Глаза у Айвиэль стали круглыми, как блюдца:

— Так, значит, московские девчонки правы: Арда существует? И эльфы — тоже? В астрале…

Макс расхохотался. Достал листок бумаги, фломастер, нарисовал кривую рожицу:

— Этот рисунок существует?

— Ну…

— А откуда он взялся?

— Ты нарисовал.

— Так и Арда эта ваша: создали, вот и существует. Правда, с подачи Толкиена. И всяких других. Санек, кто там еще писал про эльфов?

— Десятки… Слышь, Макс, а ведь это здорово: если на этот твой астрал можно транслировать, то не нужны ни книги, ни компьютеры! Один человек придумывает "мультики", а остальные их смотрят. Представляешь, в кинотеатрах — афиши: "Сеанс коллективных глюков. Ведущий — заслуженный глючник России Иван Иваныч Иванов".

— Разбежался! Я давно эксперимент задумал, но не знал никого, кто создает "мультики" так же отчетливо, как ты.

— Правда, Санек! В Москве у меня так не получалось, как с тобой, — девушка оценивающе посмотрела на меня. — Были какие-то расплывчатые картинки, все смазанное, как сквозь туман…

— Но ведь любые способности можно развивать! У кого угодно!

— Наверно, — пожал плечами Макс. — Давайте лучше торт есть.

За чаем Айвиэль щебетала про тех девчат, которые тоже умеют вместе "глючить".
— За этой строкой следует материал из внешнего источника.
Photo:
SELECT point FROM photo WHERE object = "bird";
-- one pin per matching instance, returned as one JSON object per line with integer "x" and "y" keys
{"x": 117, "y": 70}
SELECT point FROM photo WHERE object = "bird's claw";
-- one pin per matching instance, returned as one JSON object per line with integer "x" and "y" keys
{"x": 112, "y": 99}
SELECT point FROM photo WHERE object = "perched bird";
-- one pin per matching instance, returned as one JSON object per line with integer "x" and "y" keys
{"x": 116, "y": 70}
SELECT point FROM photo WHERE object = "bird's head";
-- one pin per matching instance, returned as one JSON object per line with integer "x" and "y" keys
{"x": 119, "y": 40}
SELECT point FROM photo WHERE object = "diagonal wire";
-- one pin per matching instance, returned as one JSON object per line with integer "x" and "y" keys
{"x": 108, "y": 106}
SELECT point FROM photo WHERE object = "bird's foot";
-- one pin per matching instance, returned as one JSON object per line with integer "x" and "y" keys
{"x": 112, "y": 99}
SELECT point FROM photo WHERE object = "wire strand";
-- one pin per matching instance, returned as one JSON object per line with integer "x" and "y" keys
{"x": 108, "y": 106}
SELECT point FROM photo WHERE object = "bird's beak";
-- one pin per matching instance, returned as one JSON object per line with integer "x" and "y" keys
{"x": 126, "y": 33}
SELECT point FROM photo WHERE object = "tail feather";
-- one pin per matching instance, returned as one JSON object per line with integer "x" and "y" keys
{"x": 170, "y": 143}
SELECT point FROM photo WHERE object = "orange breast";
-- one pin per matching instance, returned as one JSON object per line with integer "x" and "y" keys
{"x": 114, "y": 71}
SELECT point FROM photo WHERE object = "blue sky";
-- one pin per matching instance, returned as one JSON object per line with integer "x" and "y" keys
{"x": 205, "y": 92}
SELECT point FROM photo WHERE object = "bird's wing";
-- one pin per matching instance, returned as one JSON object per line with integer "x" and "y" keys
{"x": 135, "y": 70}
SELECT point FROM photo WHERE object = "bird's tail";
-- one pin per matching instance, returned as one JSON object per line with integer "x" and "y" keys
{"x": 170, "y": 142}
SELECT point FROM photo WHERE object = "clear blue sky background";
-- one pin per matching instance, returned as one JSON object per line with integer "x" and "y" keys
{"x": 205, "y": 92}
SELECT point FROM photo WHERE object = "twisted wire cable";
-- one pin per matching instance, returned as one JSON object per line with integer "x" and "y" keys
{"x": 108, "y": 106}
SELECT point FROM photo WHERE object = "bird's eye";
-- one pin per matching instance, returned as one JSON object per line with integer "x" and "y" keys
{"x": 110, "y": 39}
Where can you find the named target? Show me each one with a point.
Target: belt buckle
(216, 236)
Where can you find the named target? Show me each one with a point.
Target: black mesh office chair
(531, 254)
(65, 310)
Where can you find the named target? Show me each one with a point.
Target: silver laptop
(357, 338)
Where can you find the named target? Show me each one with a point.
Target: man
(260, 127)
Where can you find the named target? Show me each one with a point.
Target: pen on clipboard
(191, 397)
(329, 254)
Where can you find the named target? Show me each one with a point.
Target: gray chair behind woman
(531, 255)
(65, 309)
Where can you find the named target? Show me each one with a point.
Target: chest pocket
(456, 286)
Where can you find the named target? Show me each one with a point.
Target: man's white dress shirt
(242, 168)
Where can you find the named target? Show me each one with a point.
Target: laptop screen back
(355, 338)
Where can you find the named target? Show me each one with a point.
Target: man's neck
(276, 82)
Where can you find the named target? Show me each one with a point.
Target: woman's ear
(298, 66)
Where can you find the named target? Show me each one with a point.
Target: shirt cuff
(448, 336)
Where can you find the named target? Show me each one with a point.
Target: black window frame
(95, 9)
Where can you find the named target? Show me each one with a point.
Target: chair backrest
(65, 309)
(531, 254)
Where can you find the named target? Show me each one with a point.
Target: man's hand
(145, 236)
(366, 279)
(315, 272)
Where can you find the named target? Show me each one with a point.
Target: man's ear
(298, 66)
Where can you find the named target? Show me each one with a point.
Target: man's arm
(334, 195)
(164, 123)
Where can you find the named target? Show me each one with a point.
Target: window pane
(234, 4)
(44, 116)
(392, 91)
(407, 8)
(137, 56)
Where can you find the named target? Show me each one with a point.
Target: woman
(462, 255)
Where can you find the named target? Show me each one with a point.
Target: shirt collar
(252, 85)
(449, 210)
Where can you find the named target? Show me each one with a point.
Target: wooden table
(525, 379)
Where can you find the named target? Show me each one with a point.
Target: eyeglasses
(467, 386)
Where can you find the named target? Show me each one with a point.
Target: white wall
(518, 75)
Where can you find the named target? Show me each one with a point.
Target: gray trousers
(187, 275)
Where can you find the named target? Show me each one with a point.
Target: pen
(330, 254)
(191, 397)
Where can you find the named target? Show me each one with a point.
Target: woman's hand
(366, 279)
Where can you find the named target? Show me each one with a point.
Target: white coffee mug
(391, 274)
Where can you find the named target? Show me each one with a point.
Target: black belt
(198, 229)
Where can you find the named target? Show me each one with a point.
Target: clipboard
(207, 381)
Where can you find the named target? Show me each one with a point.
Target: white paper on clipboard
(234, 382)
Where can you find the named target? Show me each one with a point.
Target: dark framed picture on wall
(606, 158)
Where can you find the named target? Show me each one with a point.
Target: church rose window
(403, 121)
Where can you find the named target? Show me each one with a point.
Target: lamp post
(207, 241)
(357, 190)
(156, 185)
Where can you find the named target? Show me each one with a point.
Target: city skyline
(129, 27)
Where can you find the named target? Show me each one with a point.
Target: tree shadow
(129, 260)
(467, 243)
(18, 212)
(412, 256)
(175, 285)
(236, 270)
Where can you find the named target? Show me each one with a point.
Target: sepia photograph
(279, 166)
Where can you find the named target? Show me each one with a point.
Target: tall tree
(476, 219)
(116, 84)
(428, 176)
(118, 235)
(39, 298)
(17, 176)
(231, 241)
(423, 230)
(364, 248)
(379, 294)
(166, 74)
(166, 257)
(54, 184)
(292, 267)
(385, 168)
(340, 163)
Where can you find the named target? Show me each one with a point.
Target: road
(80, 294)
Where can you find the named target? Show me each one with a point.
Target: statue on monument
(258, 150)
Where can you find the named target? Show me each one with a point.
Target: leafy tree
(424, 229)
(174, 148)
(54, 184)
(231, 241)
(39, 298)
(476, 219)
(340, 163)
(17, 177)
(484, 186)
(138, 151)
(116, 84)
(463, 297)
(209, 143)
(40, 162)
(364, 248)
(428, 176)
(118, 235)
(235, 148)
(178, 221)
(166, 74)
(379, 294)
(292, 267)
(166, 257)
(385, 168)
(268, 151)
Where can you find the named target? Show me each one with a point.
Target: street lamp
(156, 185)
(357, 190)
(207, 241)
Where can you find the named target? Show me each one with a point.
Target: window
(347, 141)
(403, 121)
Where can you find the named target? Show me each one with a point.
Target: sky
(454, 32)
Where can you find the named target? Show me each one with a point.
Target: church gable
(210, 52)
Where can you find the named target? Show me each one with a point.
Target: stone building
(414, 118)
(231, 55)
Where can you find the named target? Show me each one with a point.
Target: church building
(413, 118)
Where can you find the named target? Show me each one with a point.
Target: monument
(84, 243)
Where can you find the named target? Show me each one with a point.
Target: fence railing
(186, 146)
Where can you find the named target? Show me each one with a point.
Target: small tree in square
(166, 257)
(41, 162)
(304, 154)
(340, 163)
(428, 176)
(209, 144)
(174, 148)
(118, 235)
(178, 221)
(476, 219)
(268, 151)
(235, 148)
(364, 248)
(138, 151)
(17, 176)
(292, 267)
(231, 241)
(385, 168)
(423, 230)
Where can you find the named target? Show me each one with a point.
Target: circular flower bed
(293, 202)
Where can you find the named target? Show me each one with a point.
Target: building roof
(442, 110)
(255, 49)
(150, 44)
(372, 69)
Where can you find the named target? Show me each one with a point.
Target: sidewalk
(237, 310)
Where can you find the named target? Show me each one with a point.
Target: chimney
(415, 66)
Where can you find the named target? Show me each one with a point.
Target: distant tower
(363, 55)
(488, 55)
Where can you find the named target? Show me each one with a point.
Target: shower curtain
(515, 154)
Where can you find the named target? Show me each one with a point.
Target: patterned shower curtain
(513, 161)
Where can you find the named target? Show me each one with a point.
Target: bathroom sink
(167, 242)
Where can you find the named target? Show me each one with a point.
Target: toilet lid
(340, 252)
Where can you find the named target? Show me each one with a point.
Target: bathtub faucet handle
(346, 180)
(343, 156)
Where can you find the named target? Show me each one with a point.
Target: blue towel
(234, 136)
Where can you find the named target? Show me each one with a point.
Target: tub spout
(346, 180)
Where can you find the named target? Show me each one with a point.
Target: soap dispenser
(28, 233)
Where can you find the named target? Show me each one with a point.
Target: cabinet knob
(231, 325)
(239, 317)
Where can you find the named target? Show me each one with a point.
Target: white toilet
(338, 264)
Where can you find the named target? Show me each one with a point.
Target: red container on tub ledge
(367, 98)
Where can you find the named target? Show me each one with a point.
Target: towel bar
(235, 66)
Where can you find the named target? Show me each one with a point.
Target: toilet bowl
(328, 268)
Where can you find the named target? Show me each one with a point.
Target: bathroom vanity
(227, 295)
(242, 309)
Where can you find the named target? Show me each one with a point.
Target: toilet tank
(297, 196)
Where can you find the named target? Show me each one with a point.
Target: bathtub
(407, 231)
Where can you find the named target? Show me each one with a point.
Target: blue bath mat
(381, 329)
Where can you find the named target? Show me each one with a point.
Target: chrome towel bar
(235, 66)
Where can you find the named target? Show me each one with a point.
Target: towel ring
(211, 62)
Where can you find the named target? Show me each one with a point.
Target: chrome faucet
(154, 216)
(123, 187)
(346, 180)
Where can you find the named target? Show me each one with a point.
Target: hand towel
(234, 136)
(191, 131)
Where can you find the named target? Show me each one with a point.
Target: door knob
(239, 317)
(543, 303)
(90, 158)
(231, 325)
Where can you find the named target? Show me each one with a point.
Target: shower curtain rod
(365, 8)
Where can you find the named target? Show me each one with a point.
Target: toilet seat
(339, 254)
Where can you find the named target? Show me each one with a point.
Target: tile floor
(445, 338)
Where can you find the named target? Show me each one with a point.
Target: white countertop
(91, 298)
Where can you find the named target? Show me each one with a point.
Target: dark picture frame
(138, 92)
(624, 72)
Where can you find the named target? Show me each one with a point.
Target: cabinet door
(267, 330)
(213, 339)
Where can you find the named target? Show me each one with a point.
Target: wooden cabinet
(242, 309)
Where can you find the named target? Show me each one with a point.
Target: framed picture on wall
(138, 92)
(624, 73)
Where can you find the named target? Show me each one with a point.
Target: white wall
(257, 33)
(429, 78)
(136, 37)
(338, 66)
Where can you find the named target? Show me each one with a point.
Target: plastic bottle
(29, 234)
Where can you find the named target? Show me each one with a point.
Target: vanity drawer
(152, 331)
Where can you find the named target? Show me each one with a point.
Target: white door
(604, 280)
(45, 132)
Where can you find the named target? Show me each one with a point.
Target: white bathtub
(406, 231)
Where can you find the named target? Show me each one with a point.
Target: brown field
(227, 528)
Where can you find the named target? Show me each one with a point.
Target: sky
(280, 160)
— Там девчонки уверены, что они, на самом деле, — эльфы. Настоящие. Только родились не в своем теле. Типа, душа эльфийская бессмертна и путешествует по мирам, возрождаясь то в одном, то в другом человеке. И такие люди будут странными, "не от мира сего". Меня почти убедили… Типа, я была раньше каким-то эльфийским принцем. И, веришь-нет, я жизнь в Арде сама видела! Закрываю глаза — а вокруг лес серебряный, весь переливается, ручеек крохотный, у воды — ирисы… Огромные, с серебром по краю лепестка…

— Мультики, — фыркнул Макс.

— Ага! Там одна девочка тоже сказала, что это все — неправда, это они специально делают, чтобы человека покрепче к себе привязать. Как в сектах разных…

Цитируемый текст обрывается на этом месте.